GSMAが想定する使い方としては、eSIMのQRコードを読み込むとネットに接続してサーバーから設定用のプロファイルをダウンロードし、インストールすることで使えるようになるというものだ。海外旅行などでSIMを購入して差し替えるのが、QRコードを読み込むだけでよくなる、というイメージだ。プロファイルをダウンロードするサーバー(SM-DP+)が適切に見つかるようなサーバー(SM-DS)の元締めとなるルートサーバーをGSMAが昨年9月から提供している。

ちなみに独自方式のAppleなどは、自前で全てのApple SIM対応キャリアのプロファイルを用意しておき、そこから読み込むようにするだけで済むわけだ。
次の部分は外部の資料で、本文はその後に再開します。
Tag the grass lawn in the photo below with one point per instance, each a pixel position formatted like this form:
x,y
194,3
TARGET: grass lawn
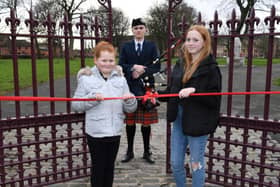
x,y
25,72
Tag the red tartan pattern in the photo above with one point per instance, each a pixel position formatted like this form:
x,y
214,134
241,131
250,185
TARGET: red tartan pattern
x,y
142,116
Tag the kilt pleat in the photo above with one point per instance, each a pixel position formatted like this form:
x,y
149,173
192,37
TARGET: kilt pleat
x,y
142,116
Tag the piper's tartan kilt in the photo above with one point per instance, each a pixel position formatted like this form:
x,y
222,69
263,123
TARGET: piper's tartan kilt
x,y
142,116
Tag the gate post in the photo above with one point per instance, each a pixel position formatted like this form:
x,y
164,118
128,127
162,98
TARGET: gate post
x,y
172,4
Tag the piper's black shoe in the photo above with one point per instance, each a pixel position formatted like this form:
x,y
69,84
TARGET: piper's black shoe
x,y
148,158
128,157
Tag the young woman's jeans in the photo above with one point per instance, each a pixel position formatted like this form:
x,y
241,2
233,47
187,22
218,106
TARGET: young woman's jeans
x,y
179,143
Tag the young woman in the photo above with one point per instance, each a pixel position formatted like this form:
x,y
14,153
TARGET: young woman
x,y
104,118
193,117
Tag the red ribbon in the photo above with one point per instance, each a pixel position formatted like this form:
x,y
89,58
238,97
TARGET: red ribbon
x,y
149,95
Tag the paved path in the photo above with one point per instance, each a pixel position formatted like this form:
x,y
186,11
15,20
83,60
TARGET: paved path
x,y
138,172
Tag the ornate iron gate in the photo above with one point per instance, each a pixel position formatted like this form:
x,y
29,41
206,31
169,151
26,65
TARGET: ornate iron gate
x,y
242,140
43,143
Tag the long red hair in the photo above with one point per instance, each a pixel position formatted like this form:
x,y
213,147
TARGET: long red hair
x,y
190,65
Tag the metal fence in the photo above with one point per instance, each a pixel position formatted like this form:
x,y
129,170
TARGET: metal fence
x,y
43,143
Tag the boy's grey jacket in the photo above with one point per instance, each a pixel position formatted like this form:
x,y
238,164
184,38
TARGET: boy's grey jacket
x,y
103,118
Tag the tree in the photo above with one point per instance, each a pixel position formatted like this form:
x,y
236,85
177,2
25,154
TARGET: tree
x,y
70,8
120,25
157,22
41,11
6,5
245,6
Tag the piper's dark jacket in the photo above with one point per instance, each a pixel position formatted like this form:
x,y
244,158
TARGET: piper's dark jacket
x,y
128,57
200,113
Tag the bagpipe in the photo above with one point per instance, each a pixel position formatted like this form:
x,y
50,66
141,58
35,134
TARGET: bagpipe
x,y
149,83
対応するキャリアが限られているからこそできる方法といえるだろう。

最後にSIMカードの進化形態としてのeSIMに触れ、中国で実装が進んでいるTEE based SIMや、QualcommがSnapdragonプロセッサに内蔵させようとしているIntegrated SIM(iUICC)などが紹介された。

eSIMが普及しても、それは通信速度の改善やSIMのコストダウンといった要件に直接繋がることは少ないだろう。そういう意味ではあまり直接ユーザーと関係する機能ではないかもしれないが、SIMフリースマートフォンの機能として搭載されるようになるのもそう遠い未来の話ではないだろう。
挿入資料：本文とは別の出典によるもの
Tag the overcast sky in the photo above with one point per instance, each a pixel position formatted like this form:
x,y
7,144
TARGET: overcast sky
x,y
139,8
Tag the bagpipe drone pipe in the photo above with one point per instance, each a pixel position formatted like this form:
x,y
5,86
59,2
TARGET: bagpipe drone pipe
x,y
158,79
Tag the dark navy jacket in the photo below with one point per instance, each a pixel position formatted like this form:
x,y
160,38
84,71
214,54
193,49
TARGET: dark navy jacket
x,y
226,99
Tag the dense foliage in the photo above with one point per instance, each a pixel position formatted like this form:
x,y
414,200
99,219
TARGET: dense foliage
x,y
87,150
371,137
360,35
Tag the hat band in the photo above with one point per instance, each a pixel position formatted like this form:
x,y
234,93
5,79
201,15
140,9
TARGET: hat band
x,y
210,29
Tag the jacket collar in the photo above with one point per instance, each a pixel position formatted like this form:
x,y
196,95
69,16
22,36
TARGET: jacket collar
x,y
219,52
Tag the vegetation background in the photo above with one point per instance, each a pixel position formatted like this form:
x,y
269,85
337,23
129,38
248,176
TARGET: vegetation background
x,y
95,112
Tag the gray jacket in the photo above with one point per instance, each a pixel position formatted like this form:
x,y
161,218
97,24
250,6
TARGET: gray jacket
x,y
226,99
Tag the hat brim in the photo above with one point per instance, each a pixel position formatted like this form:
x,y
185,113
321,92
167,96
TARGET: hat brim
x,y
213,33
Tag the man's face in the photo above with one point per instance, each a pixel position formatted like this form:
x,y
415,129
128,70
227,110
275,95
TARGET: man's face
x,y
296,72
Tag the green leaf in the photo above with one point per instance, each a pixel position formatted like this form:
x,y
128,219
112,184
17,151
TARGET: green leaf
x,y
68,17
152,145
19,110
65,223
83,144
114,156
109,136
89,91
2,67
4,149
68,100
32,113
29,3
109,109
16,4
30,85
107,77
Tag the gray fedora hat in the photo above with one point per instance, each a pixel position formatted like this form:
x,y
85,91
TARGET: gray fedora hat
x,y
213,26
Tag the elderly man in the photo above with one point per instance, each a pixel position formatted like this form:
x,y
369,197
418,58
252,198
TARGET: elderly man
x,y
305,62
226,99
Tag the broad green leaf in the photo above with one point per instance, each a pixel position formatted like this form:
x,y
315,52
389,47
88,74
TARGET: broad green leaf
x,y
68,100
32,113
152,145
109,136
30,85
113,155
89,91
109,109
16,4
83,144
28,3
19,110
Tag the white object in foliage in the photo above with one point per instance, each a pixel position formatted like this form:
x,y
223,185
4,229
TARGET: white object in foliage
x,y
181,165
トークセッションの終了後はTwitterや会場からの質問に答えるQ&Aセッションが行われ、IIJmio metting 18は閉会した。

○ユーザーとMVNOの接点になる貴重なイベント

筆者がIIJmio meetingに参加するのは3回目だが、毎回高いレベルの内容を楽しく聞かせてくれるという点では、他に類を見ないイベントだと言える。扱われる話題も業界のトレンドにタイムリーであり、質も量も実に大盛りで濃厚だ。

次回開催は4月の予定。おそらくIIJが予定している「フルMVNO」について、様々な情報が提供されるはずだ。もし興味を持たれた方は、ぜひ次回は参加してみてはいかがだろうか。同時にネット中継も行われているので、遠方の方は雰囲気だけでも味わってみてほしい。